Beethoven: Gellertliederen op. 48 nr. 1-6; Resignation WoO. 149; An die Hoffnung op. 32; Lied aus der ferne WoO. 137; Maigesang op. 52/4; Der Liebende WoO. 139; Klage WoO. 113; An die Hoffnung op. 94; Adelaide op. 46; Wonne der Wehmut op. 83/1; Das Liedchen von der Ruhe op. 52/3; An die Geliebte WoO. 140; An die ferne Geliebte op. 98 nr. 1-6. Matthias Goerne (b) en Jan Lisiecki (p). DG 483.385-2 (69’04”). 2019
De liederen van Beethoven vormen een ondergeschikt en verwaarloosd deel van zijn oeuvre, hoewel de subtiele manier waarop hij de teksten op muziek zette en de vaak complexe pianobegeleiding de weg voor Schubert en Schumann plaveide. Het bereik van die liederen is breed. Dat gaat van eenvoudige strofische liederen (waarin het muziekmateriaal van vers tot vers wordt herhaald) tot doorgecomponeerde liederen, zoals het quasi opera-achtige An die Hoffnung. En dan hebben we het nog niet eens over de honderd bewerkingen die hij op verzoek van de Schotse uitgever George Thomson van Britse volksliederen maakte. Opvallend is, hoeveel aandacht hij besteedde aan teksten van Goethe. Heel persoonlijk wordt Beethoven in de cyclus An die ferne Geliebte uit 1816. De zes vak gepassioneerde Gellert Liederen worden bijeengehouden door het thema van de deugdzame deïstische God, met het oprecht gemeende ‘Die Ehre Gottes aus der Natur’ als hoogtepunt.
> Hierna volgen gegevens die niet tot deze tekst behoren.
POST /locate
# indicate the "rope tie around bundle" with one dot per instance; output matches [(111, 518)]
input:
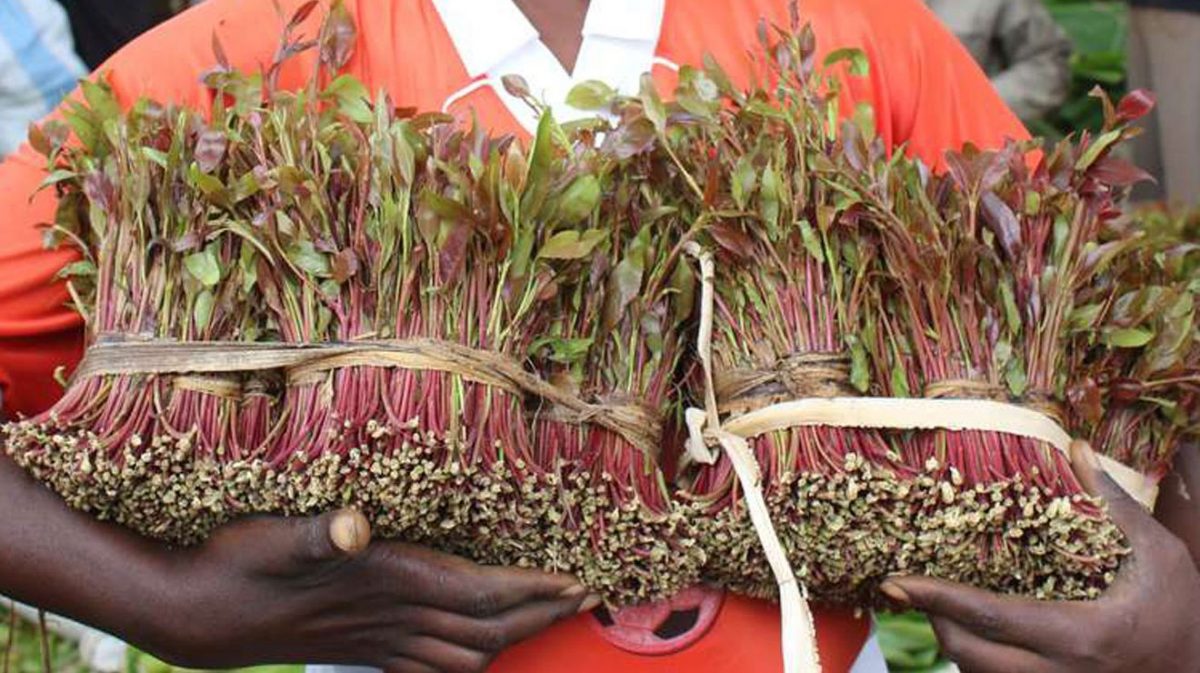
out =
[(949, 406), (209, 368)]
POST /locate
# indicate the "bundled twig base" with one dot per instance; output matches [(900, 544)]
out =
[(562, 517), (849, 529)]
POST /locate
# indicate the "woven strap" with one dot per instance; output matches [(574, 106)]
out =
[(706, 432)]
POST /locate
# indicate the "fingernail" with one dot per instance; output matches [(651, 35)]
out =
[(573, 592), (894, 592), (591, 604), (1084, 451), (349, 532)]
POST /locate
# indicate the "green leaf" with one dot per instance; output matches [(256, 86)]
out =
[(811, 241), (78, 270), (745, 179), (859, 65), (1129, 337), (60, 175), (203, 266), (249, 265), (900, 380), (209, 185), (306, 257), (353, 98), (652, 102), (1012, 313), (859, 367), (580, 200), (769, 198), (202, 313), (592, 95), (156, 156), (564, 350), (101, 100), (1015, 377), (571, 245)]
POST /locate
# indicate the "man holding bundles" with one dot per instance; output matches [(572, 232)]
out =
[(271, 590)]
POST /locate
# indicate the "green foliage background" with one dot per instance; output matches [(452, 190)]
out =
[(1098, 30)]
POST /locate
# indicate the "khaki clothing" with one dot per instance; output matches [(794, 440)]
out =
[(1164, 52), (1019, 46)]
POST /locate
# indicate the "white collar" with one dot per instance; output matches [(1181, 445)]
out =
[(493, 38)]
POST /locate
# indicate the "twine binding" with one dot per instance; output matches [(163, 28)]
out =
[(1036, 419), (207, 367)]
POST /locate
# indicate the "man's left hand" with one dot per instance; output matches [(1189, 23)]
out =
[(1149, 622)]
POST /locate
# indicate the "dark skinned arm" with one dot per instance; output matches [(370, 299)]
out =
[(1177, 506), (1147, 622), (271, 590)]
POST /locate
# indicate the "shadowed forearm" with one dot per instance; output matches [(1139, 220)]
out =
[(1179, 502), (65, 562)]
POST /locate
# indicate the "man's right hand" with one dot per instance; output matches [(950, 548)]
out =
[(316, 592)]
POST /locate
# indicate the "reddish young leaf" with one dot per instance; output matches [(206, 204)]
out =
[(301, 13), (220, 53), (346, 265), (732, 239), (210, 150), (1135, 104), (1117, 172)]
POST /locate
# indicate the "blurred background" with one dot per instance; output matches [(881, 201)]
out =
[(1043, 55)]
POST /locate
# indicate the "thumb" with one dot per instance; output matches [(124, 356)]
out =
[(1126, 512), (333, 536)]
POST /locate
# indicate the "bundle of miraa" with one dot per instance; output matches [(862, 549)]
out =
[(843, 271), (309, 300)]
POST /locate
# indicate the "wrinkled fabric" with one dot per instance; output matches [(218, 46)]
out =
[(1020, 47), (928, 94), (37, 65)]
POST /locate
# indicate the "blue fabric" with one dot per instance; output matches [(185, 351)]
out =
[(53, 77)]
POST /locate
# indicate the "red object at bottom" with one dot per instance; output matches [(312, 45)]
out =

Niet toevallig is de cyclus An die ferne Geliebte niet alleen het persoonlijkst, maar ook het mooist, mede omdat het zestal liederen onderling is verbonden door korte tussenspelen die telkens voor een andere lichtval zorgen. Het zijn liederen over natuurschoon en berusting in het onvermijdelijke.
De stem van Matthias Goerne is ideaal geschikt voor dit materiaal en wat dat betreft sluit hij in deze intieme uitingen goed bij Fischer-Dieskau en Genz aan. Luister bijvoorbeeld naar het vrolijker Maigesang.
In Jan Lisiecki vond hij een heel congeniale begeleider.